An access control model for a South African National Electronic Health Record System
- Authors: Tsegaye, Tamir Asrat
- Date: 2019
- Subjects: Medical records -- Data processing , Medical records -- Data processing -- Safety measures , Medical records -- Data processing -- South Africa , Medical records -- Data processing -- Access control , Medical informatics , Medical records -- Management -- South Africa , Health services administration -- South Africa
- Language: English
- Type: text , Thesis , Masters , MCom
- Identifier: http://hdl.handle.net/10962/97046 , vital:31390
- Description: Countries such as South Africa have attempted to leverage eHealth by digitising patients’ medical records with the ultimate goal of improving the delivery of healthcare. This involves the use of the Electronic Health Record (EHR) which is a longitudinal electronic record of a patient’s information. The EHR is comprised of all of the encounters that have been made at different health facilities. In the national context, the EHR is also known as a national EHR which enables the sharing of patient information between points of care. Despite this, the realisation of a national EHR system puts patients' EHRs at risk.

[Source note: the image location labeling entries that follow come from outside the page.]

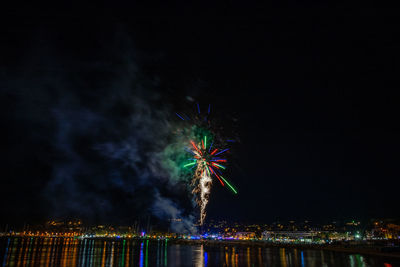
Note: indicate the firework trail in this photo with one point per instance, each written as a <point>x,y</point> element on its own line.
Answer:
<point>206,159</point>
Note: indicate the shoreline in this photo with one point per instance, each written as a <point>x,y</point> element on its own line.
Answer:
<point>335,248</point>
<point>349,249</point>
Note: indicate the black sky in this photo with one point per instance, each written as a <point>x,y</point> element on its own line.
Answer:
<point>314,92</point>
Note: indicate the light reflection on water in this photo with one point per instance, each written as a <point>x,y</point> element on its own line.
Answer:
<point>123,253</point>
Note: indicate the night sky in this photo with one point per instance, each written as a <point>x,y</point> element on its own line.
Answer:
<point>88,96</point>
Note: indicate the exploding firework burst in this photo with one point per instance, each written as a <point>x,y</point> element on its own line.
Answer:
<point>207,160</point>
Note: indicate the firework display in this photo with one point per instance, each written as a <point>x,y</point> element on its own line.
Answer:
<point>206,157</point>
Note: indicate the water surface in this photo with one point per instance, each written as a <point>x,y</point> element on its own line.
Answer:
<point>120,252</point>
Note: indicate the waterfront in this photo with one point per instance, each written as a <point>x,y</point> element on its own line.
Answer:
<point>130,252</point>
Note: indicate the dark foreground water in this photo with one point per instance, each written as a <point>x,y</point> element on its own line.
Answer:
<point>71,252</point>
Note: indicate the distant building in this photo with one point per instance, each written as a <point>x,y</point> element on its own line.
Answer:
<point>245,235</point>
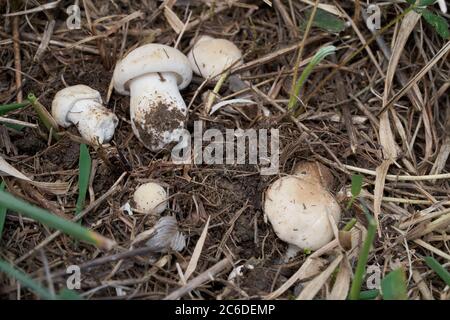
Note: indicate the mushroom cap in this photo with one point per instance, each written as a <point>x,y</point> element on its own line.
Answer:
<point>67,97</point>
<point>209,57</point>
<point>150,198</point>
<point>151,58</point>
<point>299,212</point>
<point>315,172</point>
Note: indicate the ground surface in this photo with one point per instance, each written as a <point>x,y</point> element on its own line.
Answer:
<point>231,195</point>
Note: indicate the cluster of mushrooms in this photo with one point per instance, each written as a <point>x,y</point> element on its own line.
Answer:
<point>152,76</point>
<point>299,206</point>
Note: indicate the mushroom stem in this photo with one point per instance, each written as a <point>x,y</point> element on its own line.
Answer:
<point>152,96</point>
<point>94,122</point>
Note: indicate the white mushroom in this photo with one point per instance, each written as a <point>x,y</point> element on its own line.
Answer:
<point>152,75</point>
<point>82,106</point>
<point>150,198</point>
<point>299,208</point>
<point>210,57</point>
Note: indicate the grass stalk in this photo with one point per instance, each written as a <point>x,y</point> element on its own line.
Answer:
<point>73,229</point>
<point>363,255</point>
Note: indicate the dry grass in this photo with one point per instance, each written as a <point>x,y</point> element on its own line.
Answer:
<point>341,127</point>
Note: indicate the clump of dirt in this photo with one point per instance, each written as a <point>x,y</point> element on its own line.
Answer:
<point>159,119</point>
<point>29,143</point>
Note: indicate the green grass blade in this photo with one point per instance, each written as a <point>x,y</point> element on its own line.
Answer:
<point>84,167</point>
<point>25,280</point>
<point>363,255</point>
<point>319,56</point>
<point>326,21</point>
<point>357,181</point>
<point>73,229</point>
<point>439,269</point>
<point>393,285</point>
<point>369,294</point>
<point>2,212</point>
<point>5,108</point>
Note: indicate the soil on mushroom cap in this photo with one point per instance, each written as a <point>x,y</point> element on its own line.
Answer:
<point>162,118</point>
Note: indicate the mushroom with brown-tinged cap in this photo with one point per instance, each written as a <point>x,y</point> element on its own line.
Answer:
<point>152,75</point>
<point>300,208</point>
<point>82,106</point>
<point>209,57</point>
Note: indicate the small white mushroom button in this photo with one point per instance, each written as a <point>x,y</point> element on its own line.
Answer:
<point>299,207</point>
<point>210,57</point>
<point>153,75</point>
<point>82,106</point>
<point>150,198</point>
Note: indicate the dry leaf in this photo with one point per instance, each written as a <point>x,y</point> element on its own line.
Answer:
<point>197,251</point>
<point>57,188</point>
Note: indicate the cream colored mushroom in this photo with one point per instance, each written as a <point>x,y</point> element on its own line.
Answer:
<point>153,75</point>
<point>209,56</point>
<point>150,198</point>
<point>82,106</point>
<point>299,209</point>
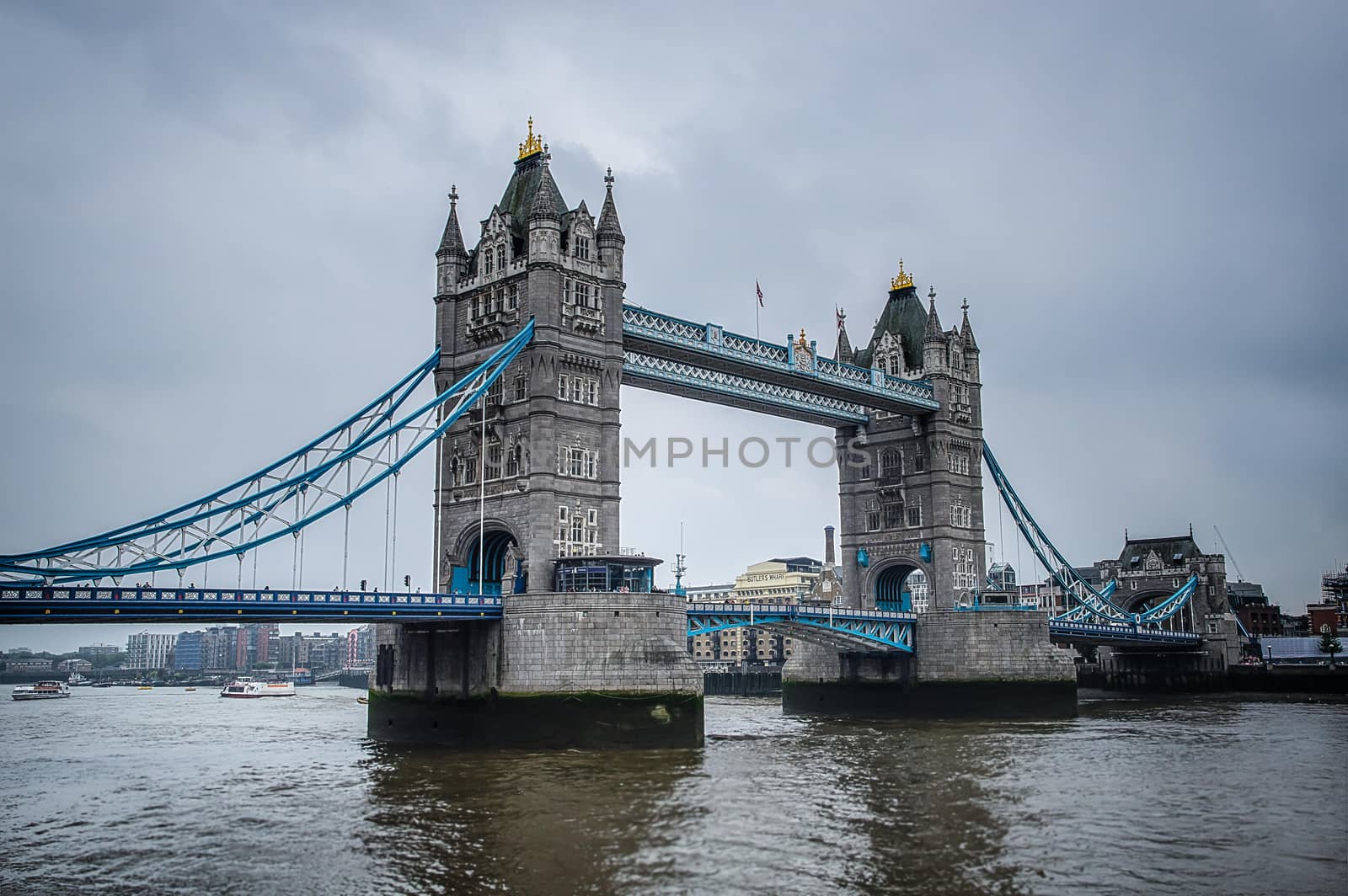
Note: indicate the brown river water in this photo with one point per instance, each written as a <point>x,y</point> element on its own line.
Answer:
<point>166,792</point>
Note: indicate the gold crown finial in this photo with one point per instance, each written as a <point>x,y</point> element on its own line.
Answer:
<point>902,280</point>
<point>532,145</point>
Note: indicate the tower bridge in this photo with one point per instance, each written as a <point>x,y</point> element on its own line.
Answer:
<point>534,611</point>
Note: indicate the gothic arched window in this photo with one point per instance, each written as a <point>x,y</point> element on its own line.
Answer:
<point>891,464</point>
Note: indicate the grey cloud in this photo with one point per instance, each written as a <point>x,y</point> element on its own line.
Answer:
<point>219,227</point>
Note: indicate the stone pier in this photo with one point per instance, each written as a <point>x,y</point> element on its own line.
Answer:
<point>988,664</point>
<point>557,671</point>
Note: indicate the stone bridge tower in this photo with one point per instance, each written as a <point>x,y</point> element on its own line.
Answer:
<point>916,502</point>
<point>550,460</point>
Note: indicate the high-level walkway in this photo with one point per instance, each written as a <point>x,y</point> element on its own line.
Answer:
<point>705,361</point>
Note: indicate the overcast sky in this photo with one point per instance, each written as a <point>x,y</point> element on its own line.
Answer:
<point>220,220</point>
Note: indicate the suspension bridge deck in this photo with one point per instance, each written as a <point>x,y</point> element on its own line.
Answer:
<point>705,361</point>
<point>60,604</point>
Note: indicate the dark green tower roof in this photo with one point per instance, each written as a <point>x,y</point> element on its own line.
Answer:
<point>905,317</point>
<point>518,200</point>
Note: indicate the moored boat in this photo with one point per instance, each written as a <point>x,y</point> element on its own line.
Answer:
<point>40,691</point>
<point>249,687</point>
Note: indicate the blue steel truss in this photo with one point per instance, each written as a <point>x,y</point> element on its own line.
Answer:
<point>707,345</point>
<point>1112,633</point>
<point>714,386</point>
<point>85,604</point>
<point>867,628</point>
<point>1092,605</point>
<point>302,488</point>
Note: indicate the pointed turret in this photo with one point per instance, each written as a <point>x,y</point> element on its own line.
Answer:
<point>933,340</point>
<point>451,258</point>
<point>608,235</point>
<point>452,243</point>
<point>967,332</point>
<point>842,352</point>
<point>608,226</point>
<point>543,208</point>
<point>933,329</point>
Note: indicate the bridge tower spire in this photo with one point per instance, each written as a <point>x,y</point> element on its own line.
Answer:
<point>914,504</point>
<point>552,449</point>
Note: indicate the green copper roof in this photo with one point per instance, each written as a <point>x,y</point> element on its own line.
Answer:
<point>518,199</point>
<point>905,317</point>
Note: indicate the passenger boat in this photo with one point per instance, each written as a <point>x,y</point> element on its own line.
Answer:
<point>40,691</point>
<point>249,687</point>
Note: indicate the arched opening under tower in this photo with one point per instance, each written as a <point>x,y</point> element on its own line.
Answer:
<point>1145,601</point>
<point>894,586</point>
<point>485,563</point>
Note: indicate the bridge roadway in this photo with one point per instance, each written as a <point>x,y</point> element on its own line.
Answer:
<point>869,630</point>
<point>71,604</point>
<point>705,361</point>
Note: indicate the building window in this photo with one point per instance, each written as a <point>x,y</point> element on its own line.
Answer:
<point>577,462</point>
<point>891,464</point>
<point>916,512</point>
<point>580,536</point>
<point>961,515</point>
<point>966,576</point>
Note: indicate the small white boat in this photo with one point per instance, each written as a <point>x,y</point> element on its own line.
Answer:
<point>40,691</point>
<point>249,687</point>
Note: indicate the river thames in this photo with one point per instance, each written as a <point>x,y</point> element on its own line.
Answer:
<point>168,792</point>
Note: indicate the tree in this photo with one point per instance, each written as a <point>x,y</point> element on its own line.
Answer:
<point>1329,644</point>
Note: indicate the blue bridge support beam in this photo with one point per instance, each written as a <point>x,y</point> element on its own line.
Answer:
<point>987,664</point>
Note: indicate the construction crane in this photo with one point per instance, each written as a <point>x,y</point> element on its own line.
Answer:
<point>1230,556</point>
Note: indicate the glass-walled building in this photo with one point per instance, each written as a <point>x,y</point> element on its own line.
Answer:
<point>626,573</point>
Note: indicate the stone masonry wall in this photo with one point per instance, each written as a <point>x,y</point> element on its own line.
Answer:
<point>602,642</point>
<point>810,662</point>
<point>988,647</point>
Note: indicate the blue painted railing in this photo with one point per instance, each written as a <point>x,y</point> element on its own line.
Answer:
<point>714,341</point>
<point>885,628</point>
<point>92,604</point>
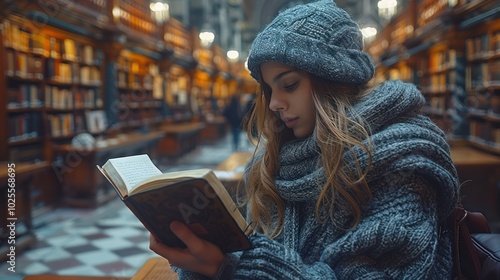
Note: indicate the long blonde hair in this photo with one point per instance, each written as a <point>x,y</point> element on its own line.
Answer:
<point>336,133</point>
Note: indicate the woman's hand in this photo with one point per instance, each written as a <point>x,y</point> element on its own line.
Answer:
<point>199,256</point>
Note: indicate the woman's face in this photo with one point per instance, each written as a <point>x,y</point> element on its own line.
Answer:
<point>291,96</point>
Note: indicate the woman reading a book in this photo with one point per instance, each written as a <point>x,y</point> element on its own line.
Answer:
<point>349,180</point>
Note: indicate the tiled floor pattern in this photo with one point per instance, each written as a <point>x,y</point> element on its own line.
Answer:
<point>108,240</point>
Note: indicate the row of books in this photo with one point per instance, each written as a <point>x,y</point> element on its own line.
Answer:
<point>484,45</point>
<point>65,98</point>
<point>437,105</point>
<point>24,65</point>
<point>24,96</point>
<point>439,83</point>
<point>65,124</point>
<point>29,66</point>
<point>483,74</point>
<point>32,96</point>
<point>484,132</point>
<point>18,37</point>
<point>74,73</point>
<point>24,126</point>
<point>443,60</point>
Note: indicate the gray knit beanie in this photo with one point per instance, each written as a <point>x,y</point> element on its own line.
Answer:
<point>319,38</point>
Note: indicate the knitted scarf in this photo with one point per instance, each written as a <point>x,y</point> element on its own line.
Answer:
<point>398,149</point>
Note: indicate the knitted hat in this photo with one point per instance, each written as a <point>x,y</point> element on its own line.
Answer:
<point>319,38</point>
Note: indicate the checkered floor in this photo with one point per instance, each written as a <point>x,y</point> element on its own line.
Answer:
<point>108,240</point>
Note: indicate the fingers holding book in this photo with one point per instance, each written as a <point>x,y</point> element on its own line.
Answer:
<point>199,255</point>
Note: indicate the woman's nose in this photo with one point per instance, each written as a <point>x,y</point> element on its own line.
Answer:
<point>276,103</point>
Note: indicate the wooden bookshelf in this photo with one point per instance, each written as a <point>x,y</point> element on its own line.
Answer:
<point>53,79</point>
<point>139,91</point>
<point>181,105</point>
<point>482,76</point>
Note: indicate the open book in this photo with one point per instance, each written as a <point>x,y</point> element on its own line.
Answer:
<point>195,197</point>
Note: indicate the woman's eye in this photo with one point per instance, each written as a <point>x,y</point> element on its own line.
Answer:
<point>291,86</point>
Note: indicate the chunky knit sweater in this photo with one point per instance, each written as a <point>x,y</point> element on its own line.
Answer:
<point>414,187</point>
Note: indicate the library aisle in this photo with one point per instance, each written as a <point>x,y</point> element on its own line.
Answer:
<point>106,241</point>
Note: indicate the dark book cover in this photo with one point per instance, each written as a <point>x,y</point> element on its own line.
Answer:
<point>193,202</point>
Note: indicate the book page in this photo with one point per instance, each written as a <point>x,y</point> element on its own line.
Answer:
<point>134,169</point>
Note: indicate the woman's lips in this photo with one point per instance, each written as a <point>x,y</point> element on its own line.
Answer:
<point>290,122</point>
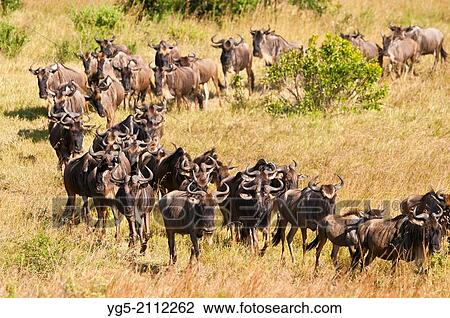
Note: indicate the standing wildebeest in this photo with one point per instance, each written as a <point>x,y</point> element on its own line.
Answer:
<point>109,48</point>
<point>406,237</point>
<point>430,40</point>
<point>50,77</point>
<point>304,209</point>
<point>106,98</point>
<point>178,82</point>
<point>341,231</point>
<point>235,56</point>
<point>165,53</point>
<point>189,212</point>
<point>370,50</point>
<point>269,46</point>
<point>135,199</point>
<point>402,53</point>
<point>136,80</point>
<point>207,70</point>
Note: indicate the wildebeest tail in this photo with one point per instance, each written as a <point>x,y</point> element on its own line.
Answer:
<point>313,244</point>
<point>276,239</point>
<point>221,86</point>
<point>443,53</point>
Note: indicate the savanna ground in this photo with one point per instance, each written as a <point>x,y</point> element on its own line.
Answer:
<point>382,155</point>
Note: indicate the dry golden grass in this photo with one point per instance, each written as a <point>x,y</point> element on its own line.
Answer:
<point>382,155</point>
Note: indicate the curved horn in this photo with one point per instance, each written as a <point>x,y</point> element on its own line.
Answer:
<point>216,42</point>
<point>312,184</point>
<point>341,183</point>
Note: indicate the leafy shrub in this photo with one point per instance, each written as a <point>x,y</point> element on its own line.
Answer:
<point>334,74</point>
<point>317,6</point>
<point>199,8</point>
<point>90,21</point>
<point>10,5</point>
<point>12,39</point>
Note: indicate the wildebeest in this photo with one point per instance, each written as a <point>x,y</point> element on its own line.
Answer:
<point>207,70</point>
<point>109,48</point>
<point>403,53</point>
<point>165,53</point>
<point>135,200</point>
<point>178,82</point>
<point>136,80</point>
<point>341,231</point>
<point>269,46</point>
<point>304,209</point>
<point>430,40</point>
<point>406,237</point>
<point>370,50</point>
<point>235,56</point>
<point>189,212</point>
<point>50,77</point>
<point>106,98</point>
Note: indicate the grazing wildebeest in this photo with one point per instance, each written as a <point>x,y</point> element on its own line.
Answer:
<point>207,70</point>
<point>136,80</point>
<point>269,46</point>
<point>406,237</point>
<point>173,170</point>
<point>235,56</point>
<point>135,200</point>
<point>50,77</point>
<point>111,49</point>
<point>165,53</point>
<point>341,231</point>
<point>189,212</point>
<point>178,82</point>
<point>403,53</point>
<point>430,40</point>
<point>304,209</point>
<point>106,98</point>
<point>370,50</point>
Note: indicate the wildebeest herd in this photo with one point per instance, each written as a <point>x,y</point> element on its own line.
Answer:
<point>126,168</point>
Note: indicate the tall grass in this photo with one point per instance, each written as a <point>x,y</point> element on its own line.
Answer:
<point>382,155</point>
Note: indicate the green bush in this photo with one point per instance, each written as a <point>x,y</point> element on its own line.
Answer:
<point>10,5</point>
<point>332,75</point>
<point>12,39</point>
<point>317,6</point>
<point>199,8</point>
<point>90,21</point>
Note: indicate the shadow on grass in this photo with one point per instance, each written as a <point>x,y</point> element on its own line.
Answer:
<point>38,134</point>
<point>28,113</point>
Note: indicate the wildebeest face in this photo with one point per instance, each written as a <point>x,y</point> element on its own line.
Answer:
<point>43,75</point>
<point>258,38</point>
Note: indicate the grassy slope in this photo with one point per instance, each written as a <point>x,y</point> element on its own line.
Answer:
<point>382,155</point>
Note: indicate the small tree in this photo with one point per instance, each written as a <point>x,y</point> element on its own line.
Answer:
<point>334,74</point>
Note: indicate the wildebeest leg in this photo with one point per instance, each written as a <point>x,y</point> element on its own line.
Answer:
<point>251,79</point>
<point>194,249</point>
<point>289,239</point>
<point>304,238</point>
<point>334,254</point>
<point>172,248</point>
<point>322,241</point>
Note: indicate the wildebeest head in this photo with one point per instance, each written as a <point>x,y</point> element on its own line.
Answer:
<point>106,45</point>
<point>259,37</point>
<point>227,46</point>
<point>327,190</point>
<point>94,95</point>
<point>73,125</point>
<point>205,203</point>
<point>43,74</point>
<point>164,53</point>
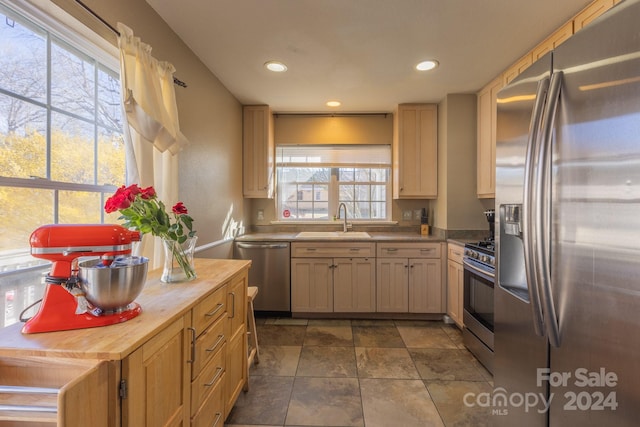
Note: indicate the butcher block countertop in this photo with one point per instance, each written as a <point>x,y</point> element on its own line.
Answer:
<point>162,304</point>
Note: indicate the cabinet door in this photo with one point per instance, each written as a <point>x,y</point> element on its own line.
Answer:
<point>311,285</point>
<point>425,286</point>
<point>236,363</point>
<point>258,152</point>
<point>415,146</point>
<point>486,161</point>
<point>392,290</point>
<point>158,379</point>
<point>354,285</point>
<point>455,292</point>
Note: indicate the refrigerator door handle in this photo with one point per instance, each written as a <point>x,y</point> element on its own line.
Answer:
<point>543,210</point>
<point>528,197</point>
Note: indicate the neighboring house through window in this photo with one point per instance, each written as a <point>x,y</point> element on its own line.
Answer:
<point>313,180</point>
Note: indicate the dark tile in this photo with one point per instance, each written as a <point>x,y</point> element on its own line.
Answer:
<point>317,361</point>
<point>391,402</point>
<point>446,364</point>
<point>456,402</point>
<point>377,336</point>
<point>266,402</point>
<point>325,402</point>
<point>421,337</point>
<point>372,322</point>
<point>277,360</point>
<point>385,363</point>
<point>290,335</point>
<point>330,336</point>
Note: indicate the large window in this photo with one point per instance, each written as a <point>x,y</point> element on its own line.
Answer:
<point>61,142</point>
<point>314,180</point>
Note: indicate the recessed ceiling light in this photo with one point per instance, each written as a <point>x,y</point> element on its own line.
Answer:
<point>275,66</point>
<point>427,65</point>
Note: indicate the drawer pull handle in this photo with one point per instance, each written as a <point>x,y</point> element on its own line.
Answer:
<point>218,416</point>
<point>215,310</point>
<point>193,345</point>
<point>233,305</point>
<point>219,371</point>
<point>220,339</point>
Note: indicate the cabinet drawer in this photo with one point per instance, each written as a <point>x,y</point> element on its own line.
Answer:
<point>207,344</point>
<point>208,380</point>
<point>209,310</point>
<point>333,250</point>
<point>409,250</point>
<point>455,252</point>
<point>211,414</point>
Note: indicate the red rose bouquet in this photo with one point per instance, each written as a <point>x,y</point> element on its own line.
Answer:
<point>141,210</point>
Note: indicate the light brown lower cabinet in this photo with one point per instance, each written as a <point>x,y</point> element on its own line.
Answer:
<point>455,283</point>
<point>409,278</point>
<point>157,380</point>
<point>182,362</point>
<point>31,383</point>
<point>192,372</point>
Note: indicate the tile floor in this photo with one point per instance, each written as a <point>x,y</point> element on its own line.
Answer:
<point>363,373</point>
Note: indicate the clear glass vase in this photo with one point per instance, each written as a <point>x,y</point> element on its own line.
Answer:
<point>178,260</point>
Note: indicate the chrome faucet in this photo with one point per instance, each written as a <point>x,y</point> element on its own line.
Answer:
<point>345,227</point>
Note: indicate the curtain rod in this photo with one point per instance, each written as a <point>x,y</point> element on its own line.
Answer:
<point>111,27</point>
<point>330,114</point>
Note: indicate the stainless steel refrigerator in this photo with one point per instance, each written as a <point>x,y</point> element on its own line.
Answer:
<point>567,304</point>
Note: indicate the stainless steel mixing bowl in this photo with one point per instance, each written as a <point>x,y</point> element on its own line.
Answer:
<point>113,288</point>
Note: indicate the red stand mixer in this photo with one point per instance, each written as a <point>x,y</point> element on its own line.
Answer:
<point>65,291</point>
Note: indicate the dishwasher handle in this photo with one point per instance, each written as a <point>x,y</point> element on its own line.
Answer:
<point>263,245</point>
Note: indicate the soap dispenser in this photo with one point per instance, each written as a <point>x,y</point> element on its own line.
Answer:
<point>424,223</point>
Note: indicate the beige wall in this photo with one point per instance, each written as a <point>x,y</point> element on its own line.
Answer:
<point>457,206</point>
<point>210,117</point>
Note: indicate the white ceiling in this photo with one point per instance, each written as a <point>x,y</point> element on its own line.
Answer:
<point>361,52</point>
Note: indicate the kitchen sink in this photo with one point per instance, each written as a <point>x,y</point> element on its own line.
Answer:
<point>333,235</point>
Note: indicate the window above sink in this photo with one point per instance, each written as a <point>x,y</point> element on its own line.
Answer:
<point>333,235</point>
<point>314,180</point>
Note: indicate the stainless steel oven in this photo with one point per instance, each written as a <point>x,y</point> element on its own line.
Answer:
<point>479,279</point>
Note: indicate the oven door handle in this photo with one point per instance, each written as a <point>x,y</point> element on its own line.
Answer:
<point>486,274</point>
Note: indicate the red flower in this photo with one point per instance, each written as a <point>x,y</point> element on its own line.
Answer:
<point>148,193</point>
<point>179,209</point>
<point>120,200</point>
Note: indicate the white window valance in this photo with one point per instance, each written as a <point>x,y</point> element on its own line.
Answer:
<point>148,93</point>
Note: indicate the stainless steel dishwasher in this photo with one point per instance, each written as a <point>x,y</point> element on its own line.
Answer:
<point>270,272</point>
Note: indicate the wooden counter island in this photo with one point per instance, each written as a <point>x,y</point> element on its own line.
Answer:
<point>182,361</point>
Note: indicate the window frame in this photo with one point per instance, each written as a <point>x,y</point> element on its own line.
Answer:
<point>55,26</point>
<point>334,195</point>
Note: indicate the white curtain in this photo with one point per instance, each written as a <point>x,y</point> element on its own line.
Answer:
<point>153,136</point>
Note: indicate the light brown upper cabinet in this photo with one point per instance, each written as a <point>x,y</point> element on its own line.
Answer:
<point>553,41</point>
<point>415,152</point>
<point>517,68</point>
<point>591,12</point>
<point>486,161</point>
<point>258,152</point>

This is because patients’ information, which was once only available at local health facilities in the form of paper-based records, can be accessed anywhere within the country as a national EHR. This results in security and privacy issues since patients’ EHRs are shared with an increasing number of parties who are geographically distributed. This study proposes an access control model that will address the security and privacy issues by providing the right level of secure access to authorised clinicians. The proposed model is based on a combination of Role-Based Access Control (RBAC) and Attribute-Based Access Control (ABAC). The study found that RBAC is the most common access control model that is used within the healthcare domain where users’ job functions are based on roles. While RBAC is not able to handle dynamic events such as emergencies, the proposed model’s use of ABAC addresses this limitation. The development of the proposed model followed the design science research paradigm and was informed by the results of the content analysis plus an expert review. The content analysis sample was retrieved by conducting a systematic literature review and the analysis of this sample resulted in 6743 tags. The proposed model was evaluated using an evaluation framework via an expert review.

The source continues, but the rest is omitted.